- The Washington Times - Wednesday, December 15, 1999

The Boy Owner is hoping to talk the Redskins into the playoffs. Talk is usually considered cheap, except apparently in the case of the Boy Owner.

Perhaps that is because he is wealthy. When the Boy Owner talks, it seems people are inclined to think the talk is profound, as if he just had come down from the mountaintop with the meaning of life.

Vast wealth is often taken to be a sign of vast intellect in America, although one is not necessarily related to the other.

Hollywood types, for instance, frequently demonstrate their lack of clarity on a number of subjects. But they are wealthy, plus famous, so America listens.

When Tom Cruise expresses concern over the environment as his smoke-belching, race-car flick hits the big screen, few bother to shout the emptiness of his convictions.

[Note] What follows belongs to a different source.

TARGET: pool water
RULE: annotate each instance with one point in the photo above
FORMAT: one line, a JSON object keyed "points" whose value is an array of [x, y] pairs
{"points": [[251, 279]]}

Cruise gives good face, as it is said, and he recites his lines with the best, and that generally is enough in America’s fast-food culture. He can open a movie and maybe save the environment, too. Hooray for Hollywood.

The Boy Owner merely wants to save the Redskins, which is not such a bad thing, considering the Norv Turner era. The Boy Owner talked a good game; the Redskins played one, too. One is not necessarily related to the other.

“This isn’t a game about talking,” Turner says.

No game is about talking unless you’re a member of the debate team.

Out of habit, Washington takes the Redskins seriously, even the pap that is dispensed between games. Most of it is harmless, banal, easy to consume.

It is rare when a coach or player says what he really thinks because candor, however embraced in theory, is discouraged in practice. Peer pressure is hardly confined to high-school settings.

Turner, because he has no choice, insists his authority has not been undermined by the ever-obtrusive Boy Owner. This probably comes as a shock to the players, most of whom read the newspapers and listen to the talk shows like the next person.

Turner’s tenuous position is the subject of daily monitoring, not unlike the weather, and to his credit, he has handled the humiliation with dignity and grace.

The Boy Owner has made Turner a sympathetic figure, even though his career record merits no sympathy. He has metamorphosed into the decent, hard-working underdog whose survival chances fluctuate with each game.

If the Redskins fold in the games ahead, as their recent history suggests, Turner will have his bags packed before the morning after the last game.

By then, a pink slip for Turner would be almost merciful, given the working conditions he has endured this season.

Turner is the one NFL coach who can’t win even when he wins.

Turner won a big game Sunday but only because the Boy Owner met with certain players and reminded them that it was a big game.

Turner won after the loss in Dallas but only because the Boy Owner met with the coach after the loss and reminded him that losing in Dallas was not good for his future. Turner has won this or that game, eight games to be precise, but only because the Boy Owner has huffed and puffed and threatened to hold his breath until he turns purple in the face.

Turner is 0-5, the Boy Owner 8-0, and the 11-2 Colts are next for the Redskins.

Turner’s professional life comes down to three games: at Indianapolis, at San Francisco and home vs. Miami. This stretch is hardly kind, even taking into the account the fall of the 49ers.

Turner needs at least two more victories to feel somewhat secure, with the emphasis on somewhat.

If nothing else, the Redskins lead the NFL in melodramatics, and with the Boy Owner around, that is not likely to change in the last weeks of the season.

The Boy Owner is learning on the job. He is a rookie, not to forget, and probably does not mean to subvert the influence of his on-field leader.

But he has done just that, in countless ways.

They don’t make movies about inspirational owners, do they?